The game turned on one fourth-inning burst and never came back. El Paso trailed 1-0, then ripped off 14 unanswered runs to bury Reno 14-1 Friday night at Southwest University Park, turning a one-run game into a runaway before the Aces could slow the tide.
Reno drew first blood in the opening inning when Ryan Waldschmidt jumped on a first-pitch offering from Matt Waldron for a solo homer, the only run the Aces would score. After that, El Paso’s offense kept layering on pressure until the night belonged entirely to the Chihuahuas, who finished with 14 hits and put together the kind of sustained avalanche that can change a series in a hurry.
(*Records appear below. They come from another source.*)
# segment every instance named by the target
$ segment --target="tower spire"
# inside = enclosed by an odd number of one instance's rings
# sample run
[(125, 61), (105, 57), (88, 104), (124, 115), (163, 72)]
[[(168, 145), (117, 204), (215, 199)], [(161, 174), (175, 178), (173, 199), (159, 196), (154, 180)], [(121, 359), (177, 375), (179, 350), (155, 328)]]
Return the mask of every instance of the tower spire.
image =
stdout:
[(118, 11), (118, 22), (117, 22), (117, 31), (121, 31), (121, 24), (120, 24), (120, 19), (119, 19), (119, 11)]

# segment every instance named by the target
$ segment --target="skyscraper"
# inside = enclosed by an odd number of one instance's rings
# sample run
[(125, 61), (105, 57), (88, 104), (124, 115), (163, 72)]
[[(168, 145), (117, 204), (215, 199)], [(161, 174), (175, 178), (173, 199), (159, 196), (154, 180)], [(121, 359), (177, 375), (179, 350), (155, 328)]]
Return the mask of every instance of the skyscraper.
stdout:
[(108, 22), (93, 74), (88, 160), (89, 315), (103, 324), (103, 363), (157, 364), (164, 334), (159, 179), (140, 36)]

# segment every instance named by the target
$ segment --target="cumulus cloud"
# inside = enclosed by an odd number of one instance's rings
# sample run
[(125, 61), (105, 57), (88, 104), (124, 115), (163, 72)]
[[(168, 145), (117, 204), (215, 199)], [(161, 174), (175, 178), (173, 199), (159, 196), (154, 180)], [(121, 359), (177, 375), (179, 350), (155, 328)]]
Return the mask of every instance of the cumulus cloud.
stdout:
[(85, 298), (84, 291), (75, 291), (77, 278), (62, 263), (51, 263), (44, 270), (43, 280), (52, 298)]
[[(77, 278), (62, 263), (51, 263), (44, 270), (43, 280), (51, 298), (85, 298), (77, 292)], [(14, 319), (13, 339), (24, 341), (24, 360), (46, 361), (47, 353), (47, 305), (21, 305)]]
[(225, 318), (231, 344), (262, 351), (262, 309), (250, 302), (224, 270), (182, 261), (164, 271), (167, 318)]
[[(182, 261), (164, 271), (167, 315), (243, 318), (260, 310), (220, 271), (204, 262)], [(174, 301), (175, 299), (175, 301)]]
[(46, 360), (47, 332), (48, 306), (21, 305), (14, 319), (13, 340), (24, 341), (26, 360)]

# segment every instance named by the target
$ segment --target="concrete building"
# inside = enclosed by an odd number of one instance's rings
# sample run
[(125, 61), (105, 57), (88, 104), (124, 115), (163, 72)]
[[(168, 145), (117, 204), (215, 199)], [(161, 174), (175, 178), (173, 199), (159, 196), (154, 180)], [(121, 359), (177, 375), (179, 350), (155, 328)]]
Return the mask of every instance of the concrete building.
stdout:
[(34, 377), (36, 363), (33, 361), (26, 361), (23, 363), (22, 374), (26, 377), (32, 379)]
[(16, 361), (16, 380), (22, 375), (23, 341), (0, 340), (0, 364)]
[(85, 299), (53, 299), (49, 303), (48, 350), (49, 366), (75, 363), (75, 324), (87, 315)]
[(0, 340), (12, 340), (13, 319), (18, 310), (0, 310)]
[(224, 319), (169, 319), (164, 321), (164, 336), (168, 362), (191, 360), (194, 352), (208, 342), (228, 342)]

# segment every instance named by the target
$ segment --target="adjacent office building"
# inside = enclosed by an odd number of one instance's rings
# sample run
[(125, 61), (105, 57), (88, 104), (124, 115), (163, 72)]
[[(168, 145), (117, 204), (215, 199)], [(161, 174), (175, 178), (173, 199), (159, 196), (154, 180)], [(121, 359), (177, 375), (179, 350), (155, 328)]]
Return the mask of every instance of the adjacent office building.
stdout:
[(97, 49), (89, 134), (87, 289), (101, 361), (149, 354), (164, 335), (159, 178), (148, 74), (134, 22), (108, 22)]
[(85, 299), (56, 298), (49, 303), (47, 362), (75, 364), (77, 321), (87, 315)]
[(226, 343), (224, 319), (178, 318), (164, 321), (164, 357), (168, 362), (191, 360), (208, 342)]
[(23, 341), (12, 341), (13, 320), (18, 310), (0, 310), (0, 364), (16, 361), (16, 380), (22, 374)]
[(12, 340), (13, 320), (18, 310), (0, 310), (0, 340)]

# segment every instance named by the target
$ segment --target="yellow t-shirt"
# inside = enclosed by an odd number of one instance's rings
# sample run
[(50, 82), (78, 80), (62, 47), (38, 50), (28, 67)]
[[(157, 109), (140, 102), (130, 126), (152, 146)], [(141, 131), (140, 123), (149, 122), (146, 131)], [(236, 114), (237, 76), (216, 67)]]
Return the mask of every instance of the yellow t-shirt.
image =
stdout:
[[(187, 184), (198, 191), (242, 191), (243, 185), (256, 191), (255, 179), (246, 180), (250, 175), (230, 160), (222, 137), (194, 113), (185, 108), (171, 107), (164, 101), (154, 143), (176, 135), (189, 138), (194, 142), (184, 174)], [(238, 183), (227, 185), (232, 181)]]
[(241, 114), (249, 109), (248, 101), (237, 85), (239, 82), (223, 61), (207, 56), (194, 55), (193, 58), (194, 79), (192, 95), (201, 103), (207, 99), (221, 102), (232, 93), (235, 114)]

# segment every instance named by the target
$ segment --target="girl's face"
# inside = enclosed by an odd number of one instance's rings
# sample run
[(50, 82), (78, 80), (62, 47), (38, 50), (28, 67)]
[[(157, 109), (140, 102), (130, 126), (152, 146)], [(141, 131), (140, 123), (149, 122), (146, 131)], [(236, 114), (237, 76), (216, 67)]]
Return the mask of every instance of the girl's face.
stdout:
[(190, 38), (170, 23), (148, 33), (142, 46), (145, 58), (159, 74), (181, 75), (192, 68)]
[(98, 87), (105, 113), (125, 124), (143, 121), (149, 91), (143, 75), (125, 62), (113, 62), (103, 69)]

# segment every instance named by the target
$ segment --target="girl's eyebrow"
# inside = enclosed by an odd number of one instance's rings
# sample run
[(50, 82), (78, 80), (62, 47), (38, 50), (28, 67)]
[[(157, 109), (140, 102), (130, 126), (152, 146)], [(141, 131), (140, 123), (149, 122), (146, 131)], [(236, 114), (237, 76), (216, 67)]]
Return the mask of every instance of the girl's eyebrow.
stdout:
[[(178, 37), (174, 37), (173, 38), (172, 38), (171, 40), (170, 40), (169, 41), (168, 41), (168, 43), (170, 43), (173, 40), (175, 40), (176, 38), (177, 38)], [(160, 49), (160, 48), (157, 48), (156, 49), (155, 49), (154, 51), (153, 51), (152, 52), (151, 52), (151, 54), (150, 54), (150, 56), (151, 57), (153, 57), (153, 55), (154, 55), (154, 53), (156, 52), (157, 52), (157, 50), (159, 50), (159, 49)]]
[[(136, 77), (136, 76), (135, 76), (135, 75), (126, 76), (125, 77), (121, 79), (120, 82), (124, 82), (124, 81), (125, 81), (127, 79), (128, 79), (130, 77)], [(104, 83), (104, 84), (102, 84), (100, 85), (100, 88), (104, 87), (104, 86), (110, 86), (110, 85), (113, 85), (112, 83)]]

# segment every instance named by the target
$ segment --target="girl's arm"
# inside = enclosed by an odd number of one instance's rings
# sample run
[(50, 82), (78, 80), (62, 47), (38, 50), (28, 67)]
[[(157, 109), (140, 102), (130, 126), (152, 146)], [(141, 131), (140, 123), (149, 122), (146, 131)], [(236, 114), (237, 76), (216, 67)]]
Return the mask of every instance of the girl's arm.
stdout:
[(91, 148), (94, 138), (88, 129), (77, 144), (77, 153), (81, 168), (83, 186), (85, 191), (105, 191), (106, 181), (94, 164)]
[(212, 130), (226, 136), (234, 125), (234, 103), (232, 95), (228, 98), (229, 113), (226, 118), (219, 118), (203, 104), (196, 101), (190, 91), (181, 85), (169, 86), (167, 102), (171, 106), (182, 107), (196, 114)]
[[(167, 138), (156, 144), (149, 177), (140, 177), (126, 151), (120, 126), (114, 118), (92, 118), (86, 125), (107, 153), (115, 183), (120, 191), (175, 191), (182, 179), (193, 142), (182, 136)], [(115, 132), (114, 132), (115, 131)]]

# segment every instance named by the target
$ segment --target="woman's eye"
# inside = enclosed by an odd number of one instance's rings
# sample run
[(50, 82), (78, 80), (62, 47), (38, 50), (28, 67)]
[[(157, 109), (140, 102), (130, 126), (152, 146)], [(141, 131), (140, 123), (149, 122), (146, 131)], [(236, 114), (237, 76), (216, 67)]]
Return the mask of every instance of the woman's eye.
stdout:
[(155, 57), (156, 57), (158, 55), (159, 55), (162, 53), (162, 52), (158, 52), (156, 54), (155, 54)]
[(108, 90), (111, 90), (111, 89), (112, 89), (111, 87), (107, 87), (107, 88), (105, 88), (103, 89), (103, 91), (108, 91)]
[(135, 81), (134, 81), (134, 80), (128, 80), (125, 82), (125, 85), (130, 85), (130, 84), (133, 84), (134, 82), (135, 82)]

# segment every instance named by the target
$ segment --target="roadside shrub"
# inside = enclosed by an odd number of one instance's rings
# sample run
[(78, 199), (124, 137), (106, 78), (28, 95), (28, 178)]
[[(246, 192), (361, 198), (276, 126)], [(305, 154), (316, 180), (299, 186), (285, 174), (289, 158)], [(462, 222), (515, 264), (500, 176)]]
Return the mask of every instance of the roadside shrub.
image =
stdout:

Carlos Rodríguez drove the surge. He went 3-for-4 with a two-run homer and four RBIs, delivering the first major swing in the fourth and then continuing to add damage as the inning sequence kept snowballing. Mason McCoy matched the pace at the top of the lineup, going 4-for-4 with two RBIs and tying his career high with four hits. It was McCoy’s seventh career four-hit game, a hard-contact night that helped make every Reno mistake feel bigger.
The support behind them was spread all over the card. Clay Dungan, B. Johnson, Nate Mondou, Trenton Pratto and Nick Schnell all drove in runs, and El Paso kept stacking productive innings until the margin was no longer in doubt. The Chihuahuas played clean, too, finishing without an error while Matt Boyle earned the win and Bryce Jarvis took the loss.

The result fit the stretch El Paso is putting together, not just a one-night outburst. The Chihuahuas won three of the first four games of the series, improved to 7-3 against Reno this season and extended their recent run to nine wins in their last 12 games. At 34-39, El Paso stayed fourth in the Pacific Coast League East, 10 games back in the first-half race, while Reno dropped to 31-42 and sat 13 games back in the West.
The night also carried extra weight for Rodríguez, whose big game came one day after his 22-game hitting streak ended. Instead of letting that become the story, El Paso turned the focus to the scoreboard, and by the time 6,133 fans had watched the final out, the only question left was how much larger the margin might have been.